I knocked against the frame of the door to get her attention. She lifted her head and smiled... a small, tired smile. "Hi," she said, her voice flat. "Shift over?"
I nodded and slid in the chair opposite to her. I reached over the desk to touch her hand. "You okay?"
"Yes of course, I'm fine," but in the same moment she shook her head. Tears gathered in her eyes and I left my chair to kneel next to her on the floor. I took her hand into mine and used my free hand to wipe away the tears. As she started to cry, I held her.
* * *
It took some time till she could talk coherently again. "He almost died this time," she whispered, her wet faced pressed to my shoulder.
I stroked her hair and answered soothingly. "But he didn't, McCoy saved him. And now he is well again." I bit my tongue not to say more... and now he's with the Captain. And you are still alone...
Instead I took her face in my hands and looked at her. Her eyes were red and swollen, her hair out of order. But I still found her beautiful.
"You're tired, dear. It's late and I'm sure you didn't sleep much during the last days." ...Instead you kept watch over the Vulcan, I know you too well...
She nodded and didn't protest as I helped her to her feet. She nearly stumbled with exhaustion and I slid my arm around her waist to hold her close to me.
She was thinner than I recall, so I guess, she didn't eat properly, too.
* * *
I took Christine to her quarters and pushed her down to sit on the edge of her bed. While I knelt down to slid her boots off, I started to tell her of the last letter my mother wrote, of my day on the bridge (which was routine after all) and some of the gossip I’d heard in the mess. It was meaningless which topic I spoke about, as long it had nothing to do with Mr. Spock or the Captain. I kept my voice calm and soothing.
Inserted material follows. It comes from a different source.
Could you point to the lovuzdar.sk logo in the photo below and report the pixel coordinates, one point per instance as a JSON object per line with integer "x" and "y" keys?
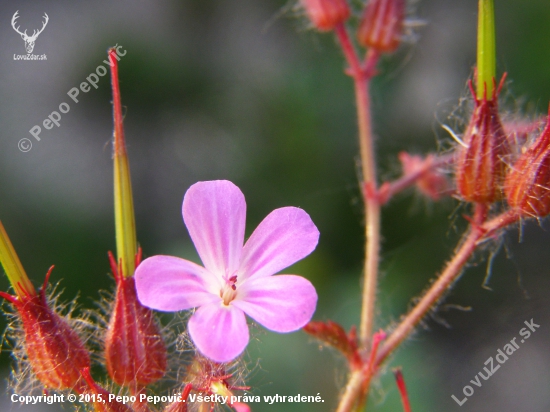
{"x": 29, "y": 40}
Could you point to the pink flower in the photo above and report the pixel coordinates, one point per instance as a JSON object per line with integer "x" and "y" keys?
{"x": 235, "y": 279}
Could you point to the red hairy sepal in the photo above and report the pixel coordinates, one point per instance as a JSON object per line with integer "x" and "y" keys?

She raised her arms to help me with her dress and laid back as I pushed her gently down. I pulled up the covers and sat next to her on the bed. She reached for my hand. "I'm glad you're here," she said.
I just smiled and brushed her hair back. "Sleep now," I said. "I'll be here for a while."
Obediently she closed her eyes and I waved the lights down. I held her hand till she slept. Then I got up, kissed her on the forehead, and left her quarters in silence.
* * *
I find myself unable to sleep. Instead I find myself once more thinking about taking the easy way out of this and transferring off the ship. But I love my work; I have friends - and the one I love lives here. She just doesn't know it. Yes, I love Christine...
I can't recall when the friendship with her began to mean more and more for me. I always knew about my bisexuality and during my time at the academy I had a two-year-relationship with my female roommate. Later I had lovers of both gender, even aboard the Enterprise.
I can still act as her friend, even if I yearn for more. I was there for her after her beloved Vulcan married the Captain. I held her in my arms while she cried, and hurt for her.
I wanted to kiss the tears from her cheeks. I wanted to see her fair hair tumble down. And I wanted to see her smile, and kiss me back. I even imagined how her skin would taste and how her nipples would tighten when I sucked them into my mouth. I imagined her moaning and trembling beneath my hands, my lips...
I've tried to stop dwelling on these images, because I fear I can't act as her friend with them in my mind.
Nobody knows - except Scotty. Sometimes even I need somebody to talk to. He had a hard time, for a while, to picture me loving woman. But eventually he was a real friend to me. He even tried to encourage me to talk with Christine and to tell her about my feelings.
But of course I never dared. I think this would be more than she could handle...
* * *
She finished the entry into her personal log. But it took a long time for Nyota Uhura to sleep that night.